Entscheidungsstichwort (Thema)
Rechtsweg: Betreiberin einer Bäckerei-Verkaufsstelle
Leitsatz (amtlich)
Wehrt sich die aufgrund eines Pachtvertrags tätige Betreiberin einer Verkaufsstelle gegen die fristlose Kündigung ihres Vertragsverhältnisses mit dem Antrag festzustellen, daß diese unwirksam ist und nicht zu einer Beendigung ihres „Arbeitsverhältnisses” geführt hat, handelt es sich um einen sic-non-Fall im Sinne der Senatsrechtsprechung, für den der Rechtsweg zu den Gerichten für Arbeitssachen eröffnet ist.
Normenkette
ArbGG § 2 Abs. 1 Nr. 3 Buchst. a, b, § 5 Abs. 1 Sätze 1-2
Verfahrensgang
Tenor
1. Die weitere sofortige Beschwerde der Beklagten gegen den Beschluß des Landesarbeitsgerichts Hamburg vom 23. März 2000 – 5 Ta 1/00 – wird zurückgewiesen.
2. Die Beklagte hat die Kosten der weiteren sofortigen Beschwerde zu tragen.
3. Der Wert des Beschwerdegegenstandes wird auf 4.000,00 DM festgesetzt.
Gründe
I. Die Parteien streiten über die Wirksamkeit einer einvernehmlichen Aufhebung und einer fristlosen Kündigung ihres Vertragsverhältnisses. Zudem begehrt die Klägerin ihre Weiterbeschäftigung zu den bisherigen Bedingungen.
Die Beklagte betreibt eine Großbäckerei.
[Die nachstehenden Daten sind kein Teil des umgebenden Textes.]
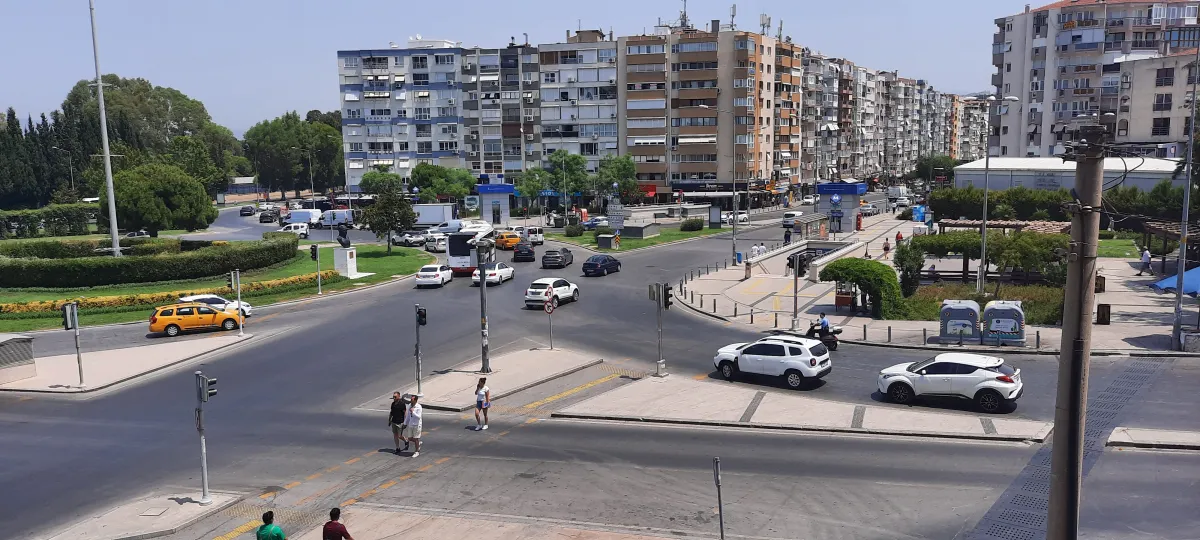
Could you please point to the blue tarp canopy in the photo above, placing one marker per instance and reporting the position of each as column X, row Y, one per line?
column 1191, row 283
Ihre Produkte vertreibt sie an die Endverbraucher über Verkaufsstellen, die sie – entweder als Mieterin oder als Eigentümerin – mit dem erforderlichen Inventar einrichtet und unterhält. Die Klägerin war seit etwa 20 Jahren in einer solchen Verkaufsstelle tätig. Rechtliche Grundlage dafür war seit dem 15. April 1989 ein „Pachtvertrag” vom Februar 1989, seit dem 1. Februar 1999 ein „Pacht- und Liefervertrag” vom Januar 1999 jeweils über das Geschäft Ho chaussee in H. Am 22. Juli 1999 vereinbarten die Parteien die Aufhebung des letzten Vertrages zum 31. Juli 1999. Am 14. Juli 1999 hatten sie zuvor einen „Pacht- und Liefervertrag” über das Ladengeschäft G allee in H geschlossen. Er trat nebst zwölf Anlagen vereinbarungsgemäß am 1. August 1999 in Kraft. Der Vertrag sieht in seiner Präambel vor, daß die Klägerin als „selbständiger Kaufmann” die genannte „Einzelhandelsverkaufsstelle” pachtet und die Produkte der Beklagten im eigenen Namen und auf eigene Rechnung vertreibt. Gemäß § 3 gewährt die Beklagte der Klägerin eine Provision auf die gelieferten Verkaufswaren. Laut Anlage 2 beträgt die Provision zwischen 30 und 40 % auf die „unverbindlich empfohlenen” Endverkaufspreise. Diese Preise hat die Klägerin zuzüglich Mehrwertsteuer an die Beklagte zu zahlen. Für die Überlassung des Ladengeschäfts zahlt die Klägerin gemäß § 6 des Vertrags eine „Umsatzpacht”. Sie beträgt nach Anlage 5 etwa 12 % des Gesamtumsatzes. Zu dessen Ermittlung hat sie sämtliche Verkäufe durch die von der Beklagten zur Verfügung gestellte Registrierkasse zu vereinnahmen und täglich abzurechnen. Nach § 9 des Vertrags ist die Klägerin verpflichtet, auf eigene Rechnung mindestens einen versicherungspflichtigen, nicht familienangehörigen Mitarbeiter zu beschäftigen.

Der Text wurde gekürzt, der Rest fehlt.